We need new signage to reflect any and all disabilities
Symbols matter because societal attitudes reflect the way they are interpreted. Until we start a national conversation of how we change and adapt these signs to reflect any and all disabilities, we will continue to marginalise a significant proportion of people who are disabled, says Martin Whitfield MP.
We all recognise the wheelchair sign; the conventional static wheelchair is the symbol of what constitutes a disability. It is the International Symbol of Access and it implicitly defines what it means to be disabled.
The disability charity Scope estimate that there’re 13.9m people in the UK who are disabled, yet just 10% of those who are, are wheelchair users. We often therefore unwittingly discount the range of ‘Invisible’ Disabilities that often restrict the lives of a significant number of people in the UK.
Thankfully this understanding of what we view as a disability is changing but unfortunately there is still a long way to go. Recent research by Crohn’s and Colitis UK revealed that 93% of people questioned think that by challenging a healthy-looking person for using an accessible toilet, they are doing the right thing as they are “standing up for the rights of disabled people”.
I do not think most people responding to this survey did so maliciously. Their first thought was to stand up for what they perceive as those in the greatest need.
We as a society need to ensure that a person with Crohn’s, Autism, Multiple Sclerosis, ME and many other conditions are often as in need of accessibility rights as those with other disabilities.
This was unfortunately the case, when a young constituent of mine tried to use an accessible toilet facility.
Grace Warnock, who is now 14 and has Crohn’s disease was accosted and abused for using an accessible toilet. Grace felt embarrassed and upset but she was determined to do something about it. She started to campaign to make people aware that not all disabilities are visible. This led to her developing a toilet sign and campaigning for people to have a heart.
This continued to develop, and in collaboration with Edinburgh based designer Lucy Richards and in partnership with the Scottish charity the Life Changes Trust, Grace and I are proud to help launch a new ‘Any Disability Sign’ today that represent the range of visible and invisible disabilities that exist across society.
The purpose of this is to convey a message of inclusivity and reshape society’s view of what it is to be disabled.
We have seen huge improvements to the reform of our street furniture and the layout of our built environment, to enable those with limited mobility to get on with their day to day lives. I’m under no illusion that there is a lot further we need to go, and I will continue to push for greater accessibility rights, for those who use wheelchairs and face mobility challenges on a daily basis.

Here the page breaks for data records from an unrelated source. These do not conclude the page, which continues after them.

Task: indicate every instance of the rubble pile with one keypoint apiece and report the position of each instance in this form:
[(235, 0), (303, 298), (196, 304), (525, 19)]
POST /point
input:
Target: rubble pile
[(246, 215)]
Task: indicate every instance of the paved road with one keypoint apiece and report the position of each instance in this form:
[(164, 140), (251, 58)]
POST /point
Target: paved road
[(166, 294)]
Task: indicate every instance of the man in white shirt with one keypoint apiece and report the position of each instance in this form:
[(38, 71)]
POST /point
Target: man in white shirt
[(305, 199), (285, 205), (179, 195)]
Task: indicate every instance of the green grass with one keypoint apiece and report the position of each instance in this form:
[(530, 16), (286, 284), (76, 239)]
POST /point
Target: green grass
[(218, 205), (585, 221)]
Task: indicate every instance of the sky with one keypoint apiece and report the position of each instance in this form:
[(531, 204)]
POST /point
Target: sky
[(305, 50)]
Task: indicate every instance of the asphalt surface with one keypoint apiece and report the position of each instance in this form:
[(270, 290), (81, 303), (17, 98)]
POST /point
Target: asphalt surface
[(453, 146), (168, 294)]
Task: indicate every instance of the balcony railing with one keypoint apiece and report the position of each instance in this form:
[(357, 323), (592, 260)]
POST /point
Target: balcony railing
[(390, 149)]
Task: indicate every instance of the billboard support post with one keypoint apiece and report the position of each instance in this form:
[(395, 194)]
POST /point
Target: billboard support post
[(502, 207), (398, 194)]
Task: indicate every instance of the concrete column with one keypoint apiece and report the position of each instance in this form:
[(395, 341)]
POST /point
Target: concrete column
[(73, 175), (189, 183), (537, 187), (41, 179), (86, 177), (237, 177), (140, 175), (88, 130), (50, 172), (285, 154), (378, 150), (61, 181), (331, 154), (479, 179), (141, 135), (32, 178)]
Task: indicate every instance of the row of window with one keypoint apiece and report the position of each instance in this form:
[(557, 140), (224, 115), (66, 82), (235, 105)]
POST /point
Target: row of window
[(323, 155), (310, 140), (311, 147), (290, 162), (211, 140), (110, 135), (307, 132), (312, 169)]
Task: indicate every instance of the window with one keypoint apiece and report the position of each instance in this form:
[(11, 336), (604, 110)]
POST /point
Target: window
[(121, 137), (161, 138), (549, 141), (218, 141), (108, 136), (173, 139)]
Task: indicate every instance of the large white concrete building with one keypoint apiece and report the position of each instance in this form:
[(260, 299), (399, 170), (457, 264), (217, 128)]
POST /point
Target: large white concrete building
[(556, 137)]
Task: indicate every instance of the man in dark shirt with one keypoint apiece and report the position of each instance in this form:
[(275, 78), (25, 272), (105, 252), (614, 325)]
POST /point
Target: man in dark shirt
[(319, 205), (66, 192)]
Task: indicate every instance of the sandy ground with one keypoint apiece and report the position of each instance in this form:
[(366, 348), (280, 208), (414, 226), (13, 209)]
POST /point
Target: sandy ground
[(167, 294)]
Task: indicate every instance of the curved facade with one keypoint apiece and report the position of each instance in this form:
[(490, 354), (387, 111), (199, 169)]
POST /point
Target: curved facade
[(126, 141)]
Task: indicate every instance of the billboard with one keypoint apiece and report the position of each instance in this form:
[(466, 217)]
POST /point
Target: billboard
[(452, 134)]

Environmental change however goes hand in hand with changing social perceptions. That is why I will be calling on all governments across the UK to roll out this new design – replacing the wheelchair symbol commonly used on accessible toilet signs and Blue Badge parking permits.
I’m pleased this week to have held discussions with the British Standards Institute and the Minister of State for Disabled People about how we inform, educate and change the perception of what a disability looks like.
Symbols matter because societal attitudes reflect the way they are interpreted. Until we start a national conversation of how we change and adapt these signs to reflect any and all disabilities, we will continue to marginalise a significant proportion of people who are disabled.
Martin Whitfield is Labour MP for East Lothian.